Cell Prolif., 2023 · DOI: 10.1111/cpr.13436 · Published: September 1, 2023
Haploid embryonic stem cells (haESCs) are unique stem cells with only one set of chromosomes, derived from the inner cell mass of haploid blastocysts. These cells undergo chromatin remodeling during derivation, influencing their transcriptome profiles and chromatin structure. This study investigates the transcriptome, nucleosome positioning, and histone modifications of mouse haESC lines, comparing them with other stem cells, oocytes, spermatids, sperm, and fibroblasts to understand their unique characteristics. The research reveals that haESCs have transcriptome profiles closer to naïve pluripotent stem cells, and unlike regular cells, Xist is repressed, meaning no X chromosome inactivation occurs. While haESCs and ESCs share a similar global chromatin structure, some differences exist, like a nucleosome depletion region present in ESCs but absent in haESCs. Furthermore, the study identifies characteristic spatial relationships between transcription factor motifs and nucleosomes in both haESCs and ESCs. Interestingly, specific enhancers are off in haESCs but active in ESCs, these are linked to cell cycle regulation, a mechanism related to haESC self-diploidization. Notably, the examined properties of haESCs remain consistent through passaging, but differ from differentiated cells.
The study provides insights into the unique transcriptome profile and chromatin structure of haESCs, highlighting their similarities to naïve pluripotent stem cells and differences from other cell types.

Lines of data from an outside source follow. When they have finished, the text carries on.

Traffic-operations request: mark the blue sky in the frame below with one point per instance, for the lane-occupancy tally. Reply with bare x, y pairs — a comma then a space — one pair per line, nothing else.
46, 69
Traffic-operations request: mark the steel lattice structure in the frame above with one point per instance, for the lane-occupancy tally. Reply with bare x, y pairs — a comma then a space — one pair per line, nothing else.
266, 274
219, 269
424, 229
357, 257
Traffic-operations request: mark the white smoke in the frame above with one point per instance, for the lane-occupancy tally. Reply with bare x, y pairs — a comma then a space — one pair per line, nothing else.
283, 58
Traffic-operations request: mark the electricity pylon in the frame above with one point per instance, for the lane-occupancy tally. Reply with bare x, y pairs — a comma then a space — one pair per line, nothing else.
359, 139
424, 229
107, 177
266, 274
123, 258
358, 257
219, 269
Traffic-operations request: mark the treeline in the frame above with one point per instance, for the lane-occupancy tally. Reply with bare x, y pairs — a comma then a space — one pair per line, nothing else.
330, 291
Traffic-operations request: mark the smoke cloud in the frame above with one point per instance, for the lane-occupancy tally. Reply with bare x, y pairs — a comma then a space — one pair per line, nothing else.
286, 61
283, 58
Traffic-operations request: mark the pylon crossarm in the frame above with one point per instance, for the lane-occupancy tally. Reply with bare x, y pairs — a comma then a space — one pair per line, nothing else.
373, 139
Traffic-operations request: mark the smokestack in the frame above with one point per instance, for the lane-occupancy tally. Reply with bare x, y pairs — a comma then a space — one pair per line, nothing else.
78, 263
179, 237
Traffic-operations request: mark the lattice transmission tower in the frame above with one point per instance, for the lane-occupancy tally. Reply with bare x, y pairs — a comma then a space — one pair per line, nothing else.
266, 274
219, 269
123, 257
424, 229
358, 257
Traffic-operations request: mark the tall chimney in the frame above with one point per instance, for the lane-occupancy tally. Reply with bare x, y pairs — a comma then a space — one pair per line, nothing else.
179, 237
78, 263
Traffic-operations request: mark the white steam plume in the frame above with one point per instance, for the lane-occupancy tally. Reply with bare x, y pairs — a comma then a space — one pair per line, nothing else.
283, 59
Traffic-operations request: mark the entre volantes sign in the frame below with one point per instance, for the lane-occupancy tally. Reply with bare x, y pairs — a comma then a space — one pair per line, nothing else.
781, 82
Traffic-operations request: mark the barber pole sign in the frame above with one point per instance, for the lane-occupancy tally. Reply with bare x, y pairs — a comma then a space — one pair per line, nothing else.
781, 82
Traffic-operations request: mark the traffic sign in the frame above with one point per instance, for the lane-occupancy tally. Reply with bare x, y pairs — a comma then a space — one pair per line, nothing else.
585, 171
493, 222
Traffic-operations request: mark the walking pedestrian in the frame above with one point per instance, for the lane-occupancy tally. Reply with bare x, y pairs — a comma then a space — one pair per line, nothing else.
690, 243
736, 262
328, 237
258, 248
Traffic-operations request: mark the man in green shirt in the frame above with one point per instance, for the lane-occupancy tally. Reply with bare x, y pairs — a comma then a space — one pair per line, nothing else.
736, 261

The identification of specific enhancers that are off in haESCs but active in ESCs, and their link to cell cycle regulation, offers potential epigenetic targets to reduce self-diploidization, facilitating haESC maintenance and applications.
The study contributes to the understanding of how haESCs can be used in genetic analysis and assisted reproduction, providing a basis for improving their stability and functionality in these contexts.